Human cutaneous anthrax, Georgia 2010-2012.
Anthrax is nationally reportable in Georgia. We analyzed passive surveillance data on HCA cases reported to the National Center for Disease Control and Public Health (Tbilisi, Georgia) during 2010-2012. Case investigation forms included patients' community of residence, age, and sex. Self-reported source of infection was ascertained from categorical responses that included butchering/ slaughtering cattle, handling/preparing meat, performing field work/harvesting crops, processing hair/wool, receiving an insect bite, unknown, or other. We also obtained information about regional-level anthrax cases in livstock (www.oie.int/wahis_2/public/wahid.php/disease information/statusdetail). HCA cases and incidence per million persons were plotted over time with livestock cases. To estimate changes in HCA risk over time, we compared data for the study period with data for 2007-2009 by using a cumulative incidence ratio (total cases/ median year population). We calculated incidence risk ratios for demographic characteristics by using a negative binomial regression (online Technical Appendix, wwwnc. cdc.gov/eid/article/20/2/pdfs/13-0522-Techapp1.pdf).
Data were anonymized and aggregated to each case-patient's community of residence and mapped in a geographic information system. We extrapolated current population from the 2002 census using the United Nations medium variant population growth projections (http://data. un.org/). Cumulative incidences per 10,000 population were calculated for each community (total cases/median year population). National and community population data were obtained from GeoStat (http://geostat.ge).
We adjusted for community population heterogeneity using Empirical Bayes smoothing estimates of the cumulative incidence (online Technical Appendix). Kernel density estimation was used to map the cumulative incidence risk/ [km.sup.2] (online Technical Appendix).
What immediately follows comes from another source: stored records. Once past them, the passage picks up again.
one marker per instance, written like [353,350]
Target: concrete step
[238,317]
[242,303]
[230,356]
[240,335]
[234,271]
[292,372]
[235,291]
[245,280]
To identify community-level HCA spatial clustering, we used the Poisson model in SaTScan (7) with a maximum cluster size of 25% of the population at risk. We compared the proportion of urban and rural communities inside and outside clusters using a [chi square] analysis (PROC FREQ, SAS Institute, Cary, NC, USA).
During 2010-2012, a total of 251 HCA cases and 74 livestock cases (38 cattle, 1 pig, 4 sheep/goats, 1 horse) were reported (Figure 1). HCA cases peaked in 2012 (142 cases), corresponding to a national incidence of 31.7 per million population (95% CI 28.4-36.1). Compared with 2007-2009 (133 cases), the period studied had a higher risk for HCA (cumulative incidence ratio 1.89 [95% CI 1.64-2.33], p < 0.01).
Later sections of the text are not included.